Jason Forte ’09 (Course 15, of Chocolate City): “I am performing investment banking equity research for Credit Suisse in New York City. I’ll be researching companies in the machinery, engineering, construction and environmental sciences sector.”
Teresa Giblin ’11 (Course 9, of Senior Haus): “I’ll be doing a UROP in the TedLab (MIT Language Lab) with Professor Ted Gibson. I’m running an experiment that will test whether or not the parts of the brain used for language processing are shared with other tasks by examining if there is correlation between people’s processing times for different, unrelated tasks. I will also test to see if presupposition – the use of a definite article in language – causes problems in language processing (i.e. if it takes a few milliseconds longer for the brain to process the concept). Finally, I’ll be testing if the type of modifier used in the object position of a sentence significantly affects processing time.”
Keone Hon ’11 (Course 18, of Phi Delts, formerly of Next House): “I’ll be doing a UROP in the Broad Institute – specifically, the Imaging Platform – to do some programming for a software package called CellProfiler Analyst that analyzes cell images, identifying cells and automating the process of counting or measuring various phenotypes. After work, I’ll be serving as a counselor for Research Science Institute (RSI), a summer program for rising high school seniors that’s hosted at MIT. For that, I’ll be living in Simmons with the students and will be organizing lots of fun activities (for example, I’m planning on playing frisbee every night).”
Nathan Lachenmyer ’10 (Courses 3 and/or 8, of Tetazoo): “I could write >1 page about everything I’m doing this summer. For a start, I’m UROPing with the Nanostructures and Computations Group (Collaborators with Ab-Initio, which is part of the Center for Theoretical Physics), doing Solar Car Team, self-studying 18.06 this summer, Shotokan Karate and Kokikai Aikido, and practicing my various trades (including juggling clubs, meteor-hammer, and throwing knives).
Michael Lin ’11 (Course 3, of Next House, formerly of Simmons): “Summer internship at NASA-Langley Research Center in southeast Virginia, Advanced Materials and Processing Branch. Mwahaha.” (Paul’s Note: Yes, he included the evil laughter in his email.)

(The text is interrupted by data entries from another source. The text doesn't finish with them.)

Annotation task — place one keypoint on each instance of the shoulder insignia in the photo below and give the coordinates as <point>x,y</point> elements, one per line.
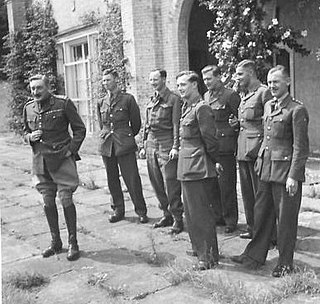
<point>297,101</point>
<point>61,96</point>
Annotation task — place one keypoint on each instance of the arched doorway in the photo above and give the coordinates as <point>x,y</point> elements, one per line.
<point>201,20</point>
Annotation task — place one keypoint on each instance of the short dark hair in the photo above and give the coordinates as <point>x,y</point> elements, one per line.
<point>216,71</point>
<point>42,77</point>
<point>248,64</point>
<point>162,72</point>
<point>112,72</point>
<point>192,76</point>
<point>280,68</point>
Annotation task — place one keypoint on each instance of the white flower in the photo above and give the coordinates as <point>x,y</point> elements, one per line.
<point>286,34</point>
<point>246,11</point>
<point>220,14</point>
<point>209,33</point>
<point>226,44</point>
<point>304,33</point>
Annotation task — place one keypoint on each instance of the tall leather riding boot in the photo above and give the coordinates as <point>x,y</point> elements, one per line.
<point>70,215</point>
<point>51,213</point>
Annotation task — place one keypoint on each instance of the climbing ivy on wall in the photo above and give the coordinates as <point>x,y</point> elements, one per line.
<point>110,40</point>
<point>240,31</point>
<point>32,50</point>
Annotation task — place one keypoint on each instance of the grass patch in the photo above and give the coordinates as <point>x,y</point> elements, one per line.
<point>155,258</point>
<point>223,290</point>
<point>19,287</point>
<point>26,281</point>
<point>100,279</point>
<point>88,182</point>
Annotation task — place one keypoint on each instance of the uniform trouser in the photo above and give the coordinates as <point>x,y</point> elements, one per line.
<point>163,177</point>
<point>227,206</point>
<point>130,174</point>
<point>249,186</point>
<point>64,181</point>
<point>274,204</point>
<point>199,214</point>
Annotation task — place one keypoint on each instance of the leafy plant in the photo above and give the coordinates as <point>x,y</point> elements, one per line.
<point>240,31</point>
<point>32,50</point>
<point>110,41</point>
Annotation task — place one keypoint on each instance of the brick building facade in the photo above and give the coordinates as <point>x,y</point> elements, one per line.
<point>170,34</point>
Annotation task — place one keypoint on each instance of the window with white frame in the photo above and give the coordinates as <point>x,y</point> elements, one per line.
<point>79,70</point>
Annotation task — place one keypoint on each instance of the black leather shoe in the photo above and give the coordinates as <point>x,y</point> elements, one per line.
<point>230,229</point>
<point>177,227</point>
<point>191,253</point>
<point>53,249</point>
<point>165,221</point>
<point>246,235</point>
<point>281,270</point>
<point>143,219</point>
<point>73,252</point>
<point>238,259</point>
<point>201,265</point>
<point>246,261</point>
<point>117,217</point>
<point>220,222</point>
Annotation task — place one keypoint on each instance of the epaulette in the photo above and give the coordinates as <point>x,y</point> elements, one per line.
<point>297,101</point>
<point>65,97</point>
<point>29,101</point>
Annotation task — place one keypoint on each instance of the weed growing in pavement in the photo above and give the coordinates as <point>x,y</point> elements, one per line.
<point>88,182</point>
<point>83,230</point>
<point>18,287</point>
<point>154,257</point>
<point>100,279</point>
<point>225,291</point>
<point>26,280</point>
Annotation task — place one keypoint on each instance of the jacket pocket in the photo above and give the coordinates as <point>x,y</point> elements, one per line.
<point>227,140</point>
<point>280,165</point>
<point>253,143</point>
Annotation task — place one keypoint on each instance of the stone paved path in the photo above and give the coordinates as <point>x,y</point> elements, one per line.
<point>129,258</point>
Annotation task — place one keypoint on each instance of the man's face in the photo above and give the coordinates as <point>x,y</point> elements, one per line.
<point>211,82</point>
<point>109,82</point>
<point>243,76</point>
<point>156,81</point>
<point>278,84</point>
<point>185,87</point>
<point>39,90</point>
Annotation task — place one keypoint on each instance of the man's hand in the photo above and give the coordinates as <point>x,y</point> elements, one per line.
<point>291,186</point>
<point>219,169</point>
<point>233,121</point>
<point>173,154</point>
<point>35,135</point>
<point>142,153</point>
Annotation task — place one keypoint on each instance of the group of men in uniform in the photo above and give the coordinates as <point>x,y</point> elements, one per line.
<point>191,145</point>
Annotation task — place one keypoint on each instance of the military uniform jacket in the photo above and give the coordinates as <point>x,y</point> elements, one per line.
<point>250,114</point>
<point>54,117</point>
<point>285,146</point>
<point>199,145</point>
<point>162,119</point>
<point>224,103</point>
<point>120,121</point>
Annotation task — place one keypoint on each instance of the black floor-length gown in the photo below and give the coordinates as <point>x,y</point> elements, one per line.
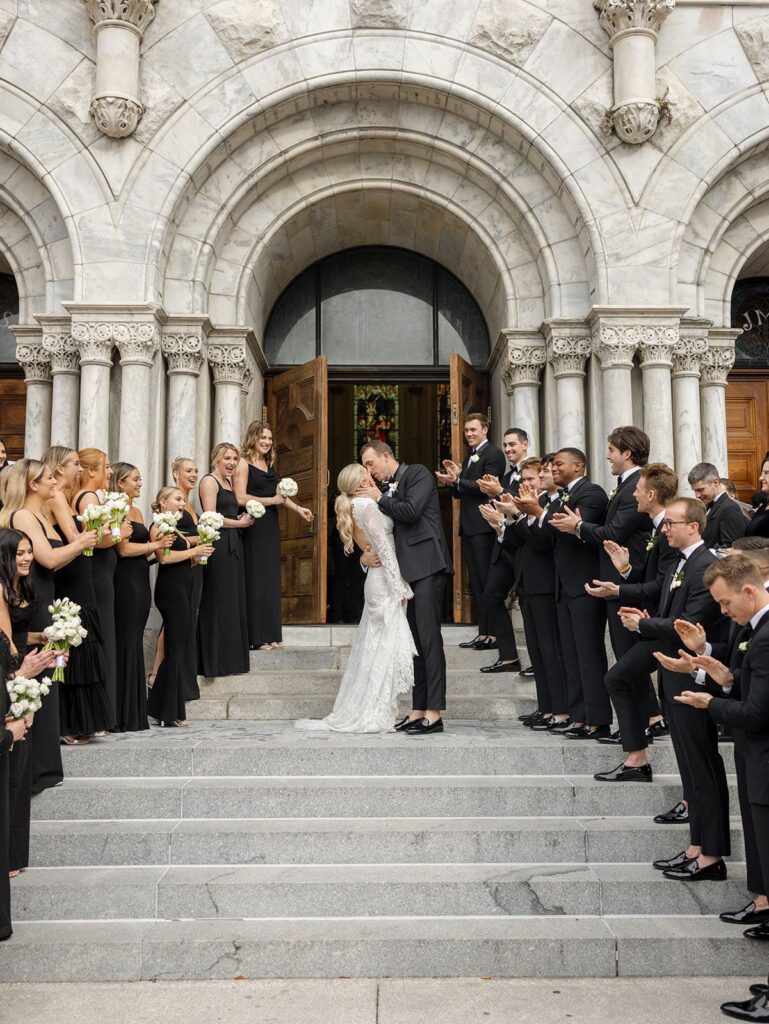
<point>83,702</point>
<point>176,675</point>
<point>261,555</point>
<point>222,629</point>
<point>133,598</point>
<point>44,735</point>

Samantha Marquart ’11 (Course 9/Pre-Med, of Conner 2): “I am taking this summer to reflect on what I’ve done in the past year and on my journey towards MIT. I’m spending time catching up with friends and family. Getting to MIT was truly an adventure, and I love everything about being at MIT, but sometimes it’s nice to sit back and reflect on the good things in life. Additionally, I am the director of my community’s vacation bible school program. The week-long camp held in Dallas, Pennsylvania, is for kids in kindergarten through fifth grade. It’s my third year in charge of the program and the theme this year is Rainforest Adventure. I’m also working at my local hospital and baking a lot of cookies this summer too!”
Vrajesh Modi ’11 (Course 15, of East Campus, formerly of Burton-Conner): “I’m working as a GE-Infrastructure Engineering Intern for General Electric‘s Energy business. I’m a member of the Logistics and Trade Services team, which figures out how to transport abnormal objects (e.g. wind blades) from the place where they are manufactured to their final destination. The second day on the job, I visited the Port of Albany, where I observed the arrival of a ship much like this one.”
Cody Rebholz ’10 (Course 2, of Skullhouse): “I am the swim beach manager at the Boy Scout Camp that I went to when I was growing up. I’m also playing as much Ultimate Frisbee as possible with a summer league team.”